Но в этот момент я даже не задаюсь вопросом, почему я это делаю. Парадокс спорта заключается в том, что мною восхищаются. Когда от усталости у меня из носа идет кровь, нос затыкают салфеткой и говорят, что я обязательно добьюсь успеха и попаду на Олимпийские игры.

Почти каждый день, перед самым закатом, я забираюсь на конструкцию, напоминающую строительные леса, что украшает наш отель в районе третьего этажа. Если умеешь держать равновесие, это идеальное место, чтобы наблюдать за пляжем, ревущими машинами и небом, которое из оранжевого становится темно-красным. Одной ногой я болтаю в воздухе, другая лежит на круглой металлической трубе. На колене я держу пакет со льдом, а Фрэнк накладывает горячие компрессы себе на плечи. Мы сидим молча, слушая радио, доносящееся из пляжного бара. Хит этого лета звучит снова и снова: «Ani ohevet et Beni yeled ra». Мы уже выучили иврит достаточно, чтобы понимать. «Я люблю плохого парня».

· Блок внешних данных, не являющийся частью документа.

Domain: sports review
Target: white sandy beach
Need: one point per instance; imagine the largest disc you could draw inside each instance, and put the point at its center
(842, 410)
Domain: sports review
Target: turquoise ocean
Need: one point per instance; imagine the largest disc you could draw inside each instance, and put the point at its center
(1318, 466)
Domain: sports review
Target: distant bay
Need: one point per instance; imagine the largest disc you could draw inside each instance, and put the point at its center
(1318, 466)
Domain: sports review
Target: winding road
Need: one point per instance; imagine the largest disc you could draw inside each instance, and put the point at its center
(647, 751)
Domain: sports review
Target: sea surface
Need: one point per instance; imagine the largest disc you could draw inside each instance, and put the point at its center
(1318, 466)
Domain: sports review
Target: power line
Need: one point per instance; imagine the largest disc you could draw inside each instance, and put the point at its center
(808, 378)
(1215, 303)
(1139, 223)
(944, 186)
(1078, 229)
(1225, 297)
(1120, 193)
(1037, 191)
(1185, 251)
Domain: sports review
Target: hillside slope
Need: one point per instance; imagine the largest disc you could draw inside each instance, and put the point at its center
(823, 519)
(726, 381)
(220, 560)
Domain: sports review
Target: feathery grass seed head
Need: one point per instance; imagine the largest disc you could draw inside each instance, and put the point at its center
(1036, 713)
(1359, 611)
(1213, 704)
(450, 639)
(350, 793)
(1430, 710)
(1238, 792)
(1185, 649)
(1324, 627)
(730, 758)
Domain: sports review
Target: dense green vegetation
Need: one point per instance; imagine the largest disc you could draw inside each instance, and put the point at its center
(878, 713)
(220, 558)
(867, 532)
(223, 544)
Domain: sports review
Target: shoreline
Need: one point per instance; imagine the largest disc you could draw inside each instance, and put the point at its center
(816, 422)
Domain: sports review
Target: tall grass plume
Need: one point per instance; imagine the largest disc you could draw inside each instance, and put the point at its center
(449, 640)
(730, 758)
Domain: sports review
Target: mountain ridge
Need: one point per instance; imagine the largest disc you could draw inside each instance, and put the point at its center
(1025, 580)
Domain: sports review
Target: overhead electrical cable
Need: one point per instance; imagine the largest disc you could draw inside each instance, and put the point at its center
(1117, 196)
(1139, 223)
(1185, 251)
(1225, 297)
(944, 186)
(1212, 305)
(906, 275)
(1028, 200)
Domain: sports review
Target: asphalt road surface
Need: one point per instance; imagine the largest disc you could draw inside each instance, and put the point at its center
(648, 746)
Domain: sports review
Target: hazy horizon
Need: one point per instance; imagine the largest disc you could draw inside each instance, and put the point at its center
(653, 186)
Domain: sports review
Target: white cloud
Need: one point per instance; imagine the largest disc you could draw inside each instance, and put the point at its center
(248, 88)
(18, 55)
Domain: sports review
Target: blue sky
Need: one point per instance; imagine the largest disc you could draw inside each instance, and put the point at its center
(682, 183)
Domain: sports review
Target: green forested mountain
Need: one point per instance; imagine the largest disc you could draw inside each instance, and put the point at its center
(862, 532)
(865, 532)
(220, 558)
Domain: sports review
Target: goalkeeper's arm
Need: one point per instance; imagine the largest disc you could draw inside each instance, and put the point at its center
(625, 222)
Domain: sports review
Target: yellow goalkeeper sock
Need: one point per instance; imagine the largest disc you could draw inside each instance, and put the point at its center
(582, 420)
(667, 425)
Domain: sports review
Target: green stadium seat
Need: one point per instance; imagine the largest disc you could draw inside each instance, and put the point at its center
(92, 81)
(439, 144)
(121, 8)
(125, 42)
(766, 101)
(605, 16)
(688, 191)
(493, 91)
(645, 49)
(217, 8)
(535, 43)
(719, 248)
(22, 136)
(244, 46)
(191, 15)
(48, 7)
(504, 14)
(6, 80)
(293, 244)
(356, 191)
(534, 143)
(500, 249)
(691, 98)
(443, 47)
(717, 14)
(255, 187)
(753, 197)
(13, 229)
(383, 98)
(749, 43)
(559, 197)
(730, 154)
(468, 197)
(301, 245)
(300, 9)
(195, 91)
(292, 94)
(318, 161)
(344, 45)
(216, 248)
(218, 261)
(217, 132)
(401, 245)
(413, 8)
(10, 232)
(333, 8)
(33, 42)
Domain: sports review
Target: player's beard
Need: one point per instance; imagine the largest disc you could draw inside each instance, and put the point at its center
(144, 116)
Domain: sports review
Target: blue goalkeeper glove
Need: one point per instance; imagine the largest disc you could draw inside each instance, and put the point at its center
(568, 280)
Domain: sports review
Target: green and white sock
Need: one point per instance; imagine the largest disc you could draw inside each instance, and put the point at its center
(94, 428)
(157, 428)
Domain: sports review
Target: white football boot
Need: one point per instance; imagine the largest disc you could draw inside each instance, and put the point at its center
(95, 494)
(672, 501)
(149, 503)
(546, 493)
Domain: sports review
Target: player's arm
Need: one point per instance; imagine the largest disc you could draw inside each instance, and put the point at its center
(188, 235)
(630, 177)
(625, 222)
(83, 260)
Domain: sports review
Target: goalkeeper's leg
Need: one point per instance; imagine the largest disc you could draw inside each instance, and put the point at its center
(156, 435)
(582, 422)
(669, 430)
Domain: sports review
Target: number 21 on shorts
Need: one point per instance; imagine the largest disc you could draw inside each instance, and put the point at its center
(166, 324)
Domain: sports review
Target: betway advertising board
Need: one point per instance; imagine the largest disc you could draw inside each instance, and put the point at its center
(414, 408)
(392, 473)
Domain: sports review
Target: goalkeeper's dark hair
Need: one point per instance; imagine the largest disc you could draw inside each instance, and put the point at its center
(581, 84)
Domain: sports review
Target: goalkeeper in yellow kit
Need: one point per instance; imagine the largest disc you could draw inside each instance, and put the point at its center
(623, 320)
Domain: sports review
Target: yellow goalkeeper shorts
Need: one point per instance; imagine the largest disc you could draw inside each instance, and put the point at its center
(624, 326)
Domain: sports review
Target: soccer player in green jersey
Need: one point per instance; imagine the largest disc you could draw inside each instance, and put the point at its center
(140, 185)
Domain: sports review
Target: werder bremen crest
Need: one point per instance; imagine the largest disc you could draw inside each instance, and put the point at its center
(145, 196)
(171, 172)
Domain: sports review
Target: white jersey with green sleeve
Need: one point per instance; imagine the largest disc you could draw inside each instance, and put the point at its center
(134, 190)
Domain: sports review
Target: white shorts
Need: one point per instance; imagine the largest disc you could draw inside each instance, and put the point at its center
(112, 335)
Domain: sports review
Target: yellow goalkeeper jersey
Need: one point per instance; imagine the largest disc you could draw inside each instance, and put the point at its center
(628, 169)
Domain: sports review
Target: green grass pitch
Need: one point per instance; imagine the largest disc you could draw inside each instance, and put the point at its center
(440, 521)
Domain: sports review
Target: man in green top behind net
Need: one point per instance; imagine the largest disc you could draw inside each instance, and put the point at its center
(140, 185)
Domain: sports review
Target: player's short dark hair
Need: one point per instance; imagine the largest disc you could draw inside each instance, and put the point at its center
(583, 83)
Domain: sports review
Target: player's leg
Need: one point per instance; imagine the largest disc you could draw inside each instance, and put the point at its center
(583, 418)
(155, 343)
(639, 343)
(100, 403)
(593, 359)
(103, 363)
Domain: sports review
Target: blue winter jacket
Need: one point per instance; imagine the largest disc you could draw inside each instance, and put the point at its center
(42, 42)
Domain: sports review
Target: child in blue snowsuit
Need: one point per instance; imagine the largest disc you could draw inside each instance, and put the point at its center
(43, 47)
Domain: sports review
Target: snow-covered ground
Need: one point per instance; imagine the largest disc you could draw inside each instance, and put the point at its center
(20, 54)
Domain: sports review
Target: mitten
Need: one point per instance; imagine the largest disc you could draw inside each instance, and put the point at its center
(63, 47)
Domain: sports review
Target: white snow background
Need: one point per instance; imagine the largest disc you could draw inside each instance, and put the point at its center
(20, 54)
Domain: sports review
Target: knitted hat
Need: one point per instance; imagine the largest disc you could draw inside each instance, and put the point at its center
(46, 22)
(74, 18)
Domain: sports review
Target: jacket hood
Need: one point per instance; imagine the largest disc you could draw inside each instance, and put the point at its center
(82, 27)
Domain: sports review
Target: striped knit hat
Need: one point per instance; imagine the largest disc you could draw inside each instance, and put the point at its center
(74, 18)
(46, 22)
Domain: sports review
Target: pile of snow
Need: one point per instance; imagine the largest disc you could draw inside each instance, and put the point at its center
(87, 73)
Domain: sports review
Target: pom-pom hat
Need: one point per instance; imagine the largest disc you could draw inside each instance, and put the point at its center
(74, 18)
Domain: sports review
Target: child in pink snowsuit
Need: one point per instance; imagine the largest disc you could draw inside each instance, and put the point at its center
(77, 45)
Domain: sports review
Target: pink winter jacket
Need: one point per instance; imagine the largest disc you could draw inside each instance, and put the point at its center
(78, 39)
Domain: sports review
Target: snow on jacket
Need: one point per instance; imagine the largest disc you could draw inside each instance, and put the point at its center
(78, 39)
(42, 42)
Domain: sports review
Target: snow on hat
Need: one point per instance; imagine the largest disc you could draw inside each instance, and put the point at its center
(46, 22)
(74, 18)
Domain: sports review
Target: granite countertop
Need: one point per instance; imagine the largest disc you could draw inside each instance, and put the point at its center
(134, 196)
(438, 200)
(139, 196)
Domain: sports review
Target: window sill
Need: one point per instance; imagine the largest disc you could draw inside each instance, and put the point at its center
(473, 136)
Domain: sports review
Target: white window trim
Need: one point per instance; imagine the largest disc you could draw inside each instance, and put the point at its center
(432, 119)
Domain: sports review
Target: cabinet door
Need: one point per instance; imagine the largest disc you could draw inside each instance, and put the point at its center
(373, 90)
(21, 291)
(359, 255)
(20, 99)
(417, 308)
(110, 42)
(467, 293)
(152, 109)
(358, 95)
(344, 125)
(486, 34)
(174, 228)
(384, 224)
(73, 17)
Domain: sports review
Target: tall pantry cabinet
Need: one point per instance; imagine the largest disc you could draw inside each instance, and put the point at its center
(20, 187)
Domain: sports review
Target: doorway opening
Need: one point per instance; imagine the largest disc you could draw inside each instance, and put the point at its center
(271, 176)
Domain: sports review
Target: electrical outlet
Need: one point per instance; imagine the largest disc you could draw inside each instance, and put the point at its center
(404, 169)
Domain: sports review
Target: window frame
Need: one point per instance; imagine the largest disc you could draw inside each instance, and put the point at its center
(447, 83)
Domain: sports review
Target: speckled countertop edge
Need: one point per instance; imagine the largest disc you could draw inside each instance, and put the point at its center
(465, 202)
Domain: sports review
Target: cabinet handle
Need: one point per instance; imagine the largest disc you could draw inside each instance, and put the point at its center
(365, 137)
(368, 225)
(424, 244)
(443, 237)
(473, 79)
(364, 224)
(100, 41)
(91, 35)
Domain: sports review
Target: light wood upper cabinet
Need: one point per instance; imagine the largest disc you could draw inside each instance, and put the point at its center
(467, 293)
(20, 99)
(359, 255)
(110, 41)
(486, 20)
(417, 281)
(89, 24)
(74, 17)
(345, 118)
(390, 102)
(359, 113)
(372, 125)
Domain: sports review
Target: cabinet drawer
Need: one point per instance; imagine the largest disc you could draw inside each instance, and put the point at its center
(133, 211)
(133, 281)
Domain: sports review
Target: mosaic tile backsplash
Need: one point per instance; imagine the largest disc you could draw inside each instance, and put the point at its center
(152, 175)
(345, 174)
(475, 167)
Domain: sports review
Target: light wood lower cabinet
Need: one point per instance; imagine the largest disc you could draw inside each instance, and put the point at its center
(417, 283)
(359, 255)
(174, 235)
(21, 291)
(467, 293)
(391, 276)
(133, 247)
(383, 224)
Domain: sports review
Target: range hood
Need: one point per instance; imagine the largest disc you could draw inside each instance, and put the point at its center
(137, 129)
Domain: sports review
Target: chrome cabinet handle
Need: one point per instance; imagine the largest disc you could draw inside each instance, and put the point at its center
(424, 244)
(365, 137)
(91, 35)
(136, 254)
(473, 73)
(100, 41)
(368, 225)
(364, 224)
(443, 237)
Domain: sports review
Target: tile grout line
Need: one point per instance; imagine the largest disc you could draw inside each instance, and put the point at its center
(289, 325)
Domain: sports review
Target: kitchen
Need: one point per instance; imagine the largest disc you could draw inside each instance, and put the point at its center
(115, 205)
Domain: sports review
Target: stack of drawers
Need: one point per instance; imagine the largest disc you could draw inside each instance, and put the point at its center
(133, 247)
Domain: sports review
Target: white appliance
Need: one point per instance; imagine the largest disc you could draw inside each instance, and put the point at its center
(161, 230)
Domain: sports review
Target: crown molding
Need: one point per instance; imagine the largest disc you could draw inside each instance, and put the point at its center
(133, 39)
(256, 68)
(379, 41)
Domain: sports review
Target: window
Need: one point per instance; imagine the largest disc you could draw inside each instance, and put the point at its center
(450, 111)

— Зачем любить кого-то плохого? — Я всегда мыслю рационально.

— Так интереснее. — В его голосе слышна улыбка.

— Правда?

— Конечно. Предсказуемые люди скучны. Нужен какой-то огонь.

Я снова смотрю на закат. Небо стало багровым.

— У тебя он есть, — тихо говорит он.

Слова будто повисают в сухом воздухе между нами. В такие моменты я чувствую свою власть над ним, и мне кажется, что я падаю в пропасть.

Я начинаю понимать, что, не желая того, произвожу впечатление на него и на других мужчин. Из-за этого я не понимаю, как мне себя вести. Мужчины кажутся мне большими и неподвижными, но постепенно я осознаю, что они довольно податливы. Но если они вдруг начинают двигаться, это может быстро выйти из-под контроля. Вот почему я решила припрятать эту свою способность куда-нибудь поглубже, но в то же время приглядывать за ней, как за бомбой, которую лучше не оставлять без присмотра.